WASHINGTON — President-elect Joe Biden’s pick for defense secretary Lloyd Austin told lawmakers Jan. 19 that China is the United States’ “most concerning competitor” and in written testimony identified space as a growing national security concern.
“If confirmed, I will ensure the space domain is carefully considered across the range of upcoming strategic reviews,” Austin said in a statement submitted to the Senate Armed Services Committee.
The SASC held a nearly four-hour confirmation hearing for Austin a day before Biden’s inauguration. He would be the nation’s first African-American secretary of defense. To get confirmed, Congress has to approve a waiver because Austin has not been retired from the military for seven years as the law requires. While some lawmakers said they oppose providing such a waiver, Austin is expected to be confirmed.
In prepared testimony, Austin called space “an arena of great power competition” and endorsed the prevailing thinking in the national security space community that U.S. systems have to be more resilient and survivable against anti-satellite weapons.
“Chinese and Russian space activities present serious and growing threats to U.S. national security interests,” Austin stated. “While Russia is a key adversary, China is the pacing threat.”
Austin did not weigh in on whether it was a good idea to establish the U.S. Space Force and U.S. Space Command — both strongly championed by the Trump administration. He said a military space reorganization had been advocated for years by independent commissions, lawmakers and multiple administrations.
“If confirmed, I will assess the current structure to ensure the defense space enterprise is postured to advance our national security objectives most effectively,” Austin testified.
He noted that the DoD space enterprise is “still not well integrated with other services and terrestrial commands, and there are several other challenges that will need to be addressed.”
More broadly, given the importance of space in as an engine of economic competitiveness, he said “it is essential to continue developing best practices, standards and international norms of behavior in space.”

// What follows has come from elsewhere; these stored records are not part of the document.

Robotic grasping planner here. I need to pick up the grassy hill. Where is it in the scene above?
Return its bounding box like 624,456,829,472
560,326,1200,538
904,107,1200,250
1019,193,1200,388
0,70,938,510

Austin warned that commercial activities in space are a concern to the military because of the congestion and the possibility of collisions in orbit.
He noted that thousands of new satellites will be sent to orbit in the coming decade, most privately owned and operated. This creates a risk to the United States “in the sense that the government needs to ensure that they do not collide with expensive and exquisitely capable government assets.”
None of the senators during the hearing asked Austin any questions on space policy. Sen. Martin Heinrich (D-N.M.) brought up the recent decision by the Trump administration to move the headquarters of U.S. Space Command from Colorado to Alabama. Heinrich represents one of the locations — Kirtland Air Force Base — that competed to host Space Command.
Heinrich criticized the selection process and asked Austin to commit to “take a close look” at how the decision was made. Austin said he would do so.
Sen. Elizabeth Warren (D-Mass.) pressed Austin on his ties to defense contractor Raytheon, where he served on the board of directors. Austin said he will recuse himself from all Pentagon business involving Raytheon for the entire time he’s in office. “I’m sensitive to the appearance concerns you raise,” he told Warren.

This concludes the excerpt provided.